IT’S JULY 28TH 2016…

There are 156 days remaining in the year. The thermometer outside my tin shack in the Ozarks shows 73 degrees. There were showers yesterday. As I look over the valley toward the distant river, an occasional unheard lightning bolt gives a brief glow to gray clouds.

 

ON THIS DAY IN HISTORY…

Today in 1808 the French Army lost another battle somewhere. Really, I don’t know that for a              fact, but it’s a pretty safe bet.

Today in 1896 – The city of Miami, Florida is incorporated in a ceremony at noon. The town at           that time consisted of a mercantile store, a Cuban sandwich shop, and nine gay dance clubs.

Today in 1935, the first B-17 lifted it’s wheels off the runway. Hats off to the pilots and crews who         would later darken the skies above Nazi Germany with thousands of the famous Flying Fortresses.

 

ALL THE NEWS I FOUND RELEVANT THIS MORNING…

–Hillary Clinton will accept the Democratic tonight. It tops off a long campaign that began when she jumped on the coat tails of an Arkansas politician forty years ago.

–While our best and brightest minds are creating new game apps for the I-Phone 25, the Chinese are making engineering history. They built a seaplane larger than the Howard Hughes Spruce Goose. Only this one seems able to fly more than a few hundred yards. You can get the story at LewRockwell.com

 

–Regardless of a person’s views on separation of church and state, most of us agree the relevant laws should be applied equally. Some Minnesotans are hoping they can reclaim a public park that they believe has turned into a radical mosque’s parade ground.

 

 

EDITOR’S CORNER……………….

 

Forty Years With Hercules

B.L. Yukon Harris

New Yorkers have the Empire State Building. Folks in Seattle have the Space Needle. Saint Louis has the Arch. In Denver, they look west and see The Rockies. In the east Arkansas farm town of my youth, the most imposing feature above the landscape was the water tower.  And about the only time you bothered looking was when it would get a new paint job every few years. The fact is, I would have grown up in a pretty uninspiring place had it not been for Hercules.

Each day he made a visit over the farm, along with his twin brothers. The Lockheed C-130 Hercules was probably the first airplane I ever saw.

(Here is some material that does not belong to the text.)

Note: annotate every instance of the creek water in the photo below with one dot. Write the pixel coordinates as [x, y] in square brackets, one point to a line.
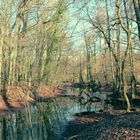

Hercules in his modern attire.
Hercules in his modern attire.

 

 

 

 

He looked different in those days. Herc still dressed in hues of tan, olive, and jungle green, a style acquired from his recent stay in Southeast Asia. He’s worn a lot of other uniforms over the years. He looked pretty slick when I spotted him in coastal Alaska. The Coast Guard preferred Hercules in mostly white, with a scarf of blue and red. A patriotic outfit to be sure, and Herc has been known to put on one whale of a fireworks display.

Firing Flares.
Firing Flares.

 

 

 

 

Hercules has been a reliable beast of burden for U.K., trudging on despite the drab British attire. You can still find him looking relaxed in khaki, despite the dangerous work he does in the desert. In fact, just about every country that we aren’t at war with has depended on the C-130 for about sixty years now. In peace or war, Hercules has taken on all tasks while boasting a safety record matched by few others.

 

But you don’t hear much of the pilots. Aviation enthusiasts can name at least some of the aviators associated with the Sopwith Camel, B-17, F-16, P-47, and others. I could only name one who flew the C-130 Hercules, and that only because he was a neighbor of mine when I lived near the Little Rock Air Force Base.

 

But those planes and pilot have dared every bit as much as the Yeagers and Rickenbackers of (well-deserved) aviation fame. They’ve taken flak as they delivered ammo to surrounded troops, quenched forest fires in Idaho, performed impossible rescue missions in the Bering sea, thrust into the eyes of the fiercest hurricanes, and brought food and fresh water to disaster victims on every continent. Warmonger or tree-hugger, everyone has a reason to love this plane.

I still visit the fields of east Arkansas from time to time. When I step out and night and see a flight of the 130’s coming, I often pull out my flashlight and blink out three dots and a dash to the pilots above. If ever a group of silent warriors had earned a ‘V’ for the part they’ve plaid in our victories, it’s the ones in the Hercules.